Hello, Larry (1979-80)
Ironically, despite being in all likelihood the worst of his post-M*A*S*H shows (by far), Hello, Larry was also his biggest post-M*A*S*H success, running two full seasons. It became ostracized as his most famous bomb, but ironically it was far from his worst bomb, at least from the standpoint of ratings. Got that? Largely, I think, because it was a TERRIBLE show. Other than M*A*S*H, this was the only other show of his I ever watched back in the day, and it was just dreadful. Stevenson played a wisecracking call-in radio host (the same scenario as Frasier, which is a much better show by several orders of magnitude) but the writing was just dreadful. Kim Richards, star of several Disney movies, played one of his daughters; Joanna Gleason played his producer; Shelley Fabares (later of Coach) played his ex-wife. At a certain point the show was scheduled after Diff’rent Strokes (equally awful yet inexplicably successful) and they actually did some crossover episodes. At the time, Hello, Larry became a sort of lightning rod for Johnny Carson’s jokes about how terrible NBC network head Fred Silverman was doing at his job (after demonstrating a near Midas touch at the other two networks earlier in the decade). I recall Carson joking one time that they were changing the name of Hello, Larry to Goodbye, Freddy. But it became Goodbye, Larry soon enough.
Condo (1983)
This one follows the lead of In the Beginning by casting Stevenson in a fairly unsympathetic light as a sort of A.R. Gurney WASP who moves with his wife to a condo because business losses force him to sell his fancy house in the suburbs. His next door neighbor in the condominium, played by Luis Avalos, is a character not unlike Sherman Hemsley’s in The Jeffersons, a guy who has recently risen in class through business success. They naturally feud for all sorts of reasons, but since one of them is that Stevenson’s character is a racist, it’s hard to want to tune in. Part of the show’s engine was a Romeo and Juliet trip — their character’s children are secretly in love. But I’ve watched some of it on youtube. It’s pretty bad. Not Hello, Larry bad, but then what is? But bad enough not to need to watch any more of it.
Dirty Dancing (1988-89)
This dramedy was of course based on the blockbuster Patrick Swayze movie. Stevenson (no longer in the starring role) plays Max Kellerman (the Jack Weston role in the film). Paul Feig was also on the show! It only ran one season.

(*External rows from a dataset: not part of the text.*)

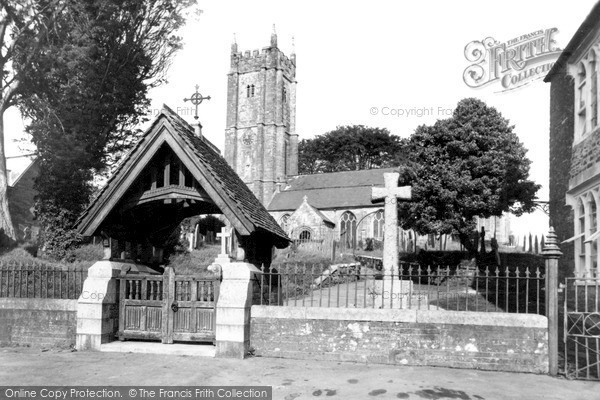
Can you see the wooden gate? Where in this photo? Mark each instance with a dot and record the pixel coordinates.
(168, 307)
(582, 328)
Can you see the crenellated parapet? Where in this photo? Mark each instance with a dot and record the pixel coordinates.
(267, 58)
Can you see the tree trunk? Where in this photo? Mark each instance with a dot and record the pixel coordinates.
(6, 225)
(469, 244)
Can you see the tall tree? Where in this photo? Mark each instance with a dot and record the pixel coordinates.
(349, 148)
(470, 165)
(21, 23)
(85, 90)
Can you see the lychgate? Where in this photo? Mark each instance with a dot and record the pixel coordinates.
(172, 173)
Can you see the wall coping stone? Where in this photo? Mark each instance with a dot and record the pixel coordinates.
(38, 304)
(398, 315)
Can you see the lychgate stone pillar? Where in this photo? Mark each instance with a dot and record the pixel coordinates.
(233, 309)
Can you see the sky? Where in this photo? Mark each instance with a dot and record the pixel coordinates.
(356, 57)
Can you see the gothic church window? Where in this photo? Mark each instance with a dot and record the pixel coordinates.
(284, 222)
(348, 230)
(305, 235)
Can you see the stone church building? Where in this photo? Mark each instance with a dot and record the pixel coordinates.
(261, 144)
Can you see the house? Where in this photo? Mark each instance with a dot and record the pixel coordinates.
(575, 149)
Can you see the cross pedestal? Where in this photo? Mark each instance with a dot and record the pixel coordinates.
(392, 292)
(225, 235)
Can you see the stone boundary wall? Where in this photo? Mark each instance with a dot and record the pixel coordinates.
(38, 322)
(488, 341)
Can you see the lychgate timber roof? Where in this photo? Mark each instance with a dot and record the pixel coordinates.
(334, 190)
(217, 181)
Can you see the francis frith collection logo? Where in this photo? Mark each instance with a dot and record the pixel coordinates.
(512, 64)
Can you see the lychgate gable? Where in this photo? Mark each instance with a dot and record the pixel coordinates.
(172, 174)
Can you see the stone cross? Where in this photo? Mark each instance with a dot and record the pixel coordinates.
(390, 195)
(225, 236)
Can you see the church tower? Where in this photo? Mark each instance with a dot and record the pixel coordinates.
(261, 143)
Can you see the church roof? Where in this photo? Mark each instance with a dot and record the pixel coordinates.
(585, 32)
(334, 190)
(217, 178)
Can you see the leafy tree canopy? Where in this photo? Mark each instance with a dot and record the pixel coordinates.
(470, 165)
(85, 88)
(349, 148)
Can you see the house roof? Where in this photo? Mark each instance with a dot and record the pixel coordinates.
(246, 214)
(334, 190)
(582, 34)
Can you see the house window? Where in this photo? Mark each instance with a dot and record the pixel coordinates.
(594, 243)
(581, 99)
(348, 230)
(580, 246)
(378, 224)
(250, 91)
(593, 91)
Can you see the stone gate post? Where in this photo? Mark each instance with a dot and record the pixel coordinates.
(552, 253)
(97, 307)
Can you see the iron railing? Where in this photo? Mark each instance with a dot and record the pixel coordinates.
(507, 289)
(41, 281)
(582, 328)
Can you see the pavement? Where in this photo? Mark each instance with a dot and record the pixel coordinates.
(290, 379)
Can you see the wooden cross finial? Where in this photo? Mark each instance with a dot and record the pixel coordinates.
(196, 100)
(390, 195)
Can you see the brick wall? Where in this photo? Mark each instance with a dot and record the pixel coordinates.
(489, 341)
(561, 143)
(38, 322)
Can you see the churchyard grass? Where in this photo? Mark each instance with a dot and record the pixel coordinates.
(432, 288)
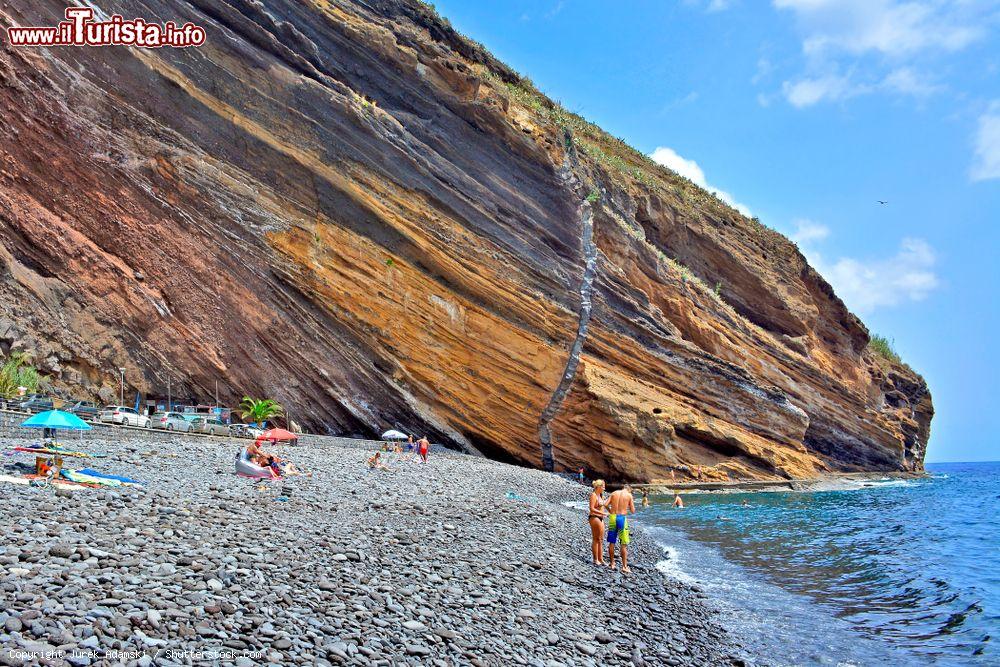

Stevenson was a busy guy before, during, and after this period. He was often a game show panelist (The Match Game, Hollywood Squares, etc), was a frequent guest on The Tonight Show (and even guest hosted sometimes), was on The Love Boat three times etc etc etc. He co-hosted a talk show from 1985 to 1986. His last role was in the 1993 Armisted Maupin mini-series Tales of the City.
He died of a heart attack following bladder cancer surgery in 1996 at the age of 68, one day before the other Henry Blake, Roger Bowen.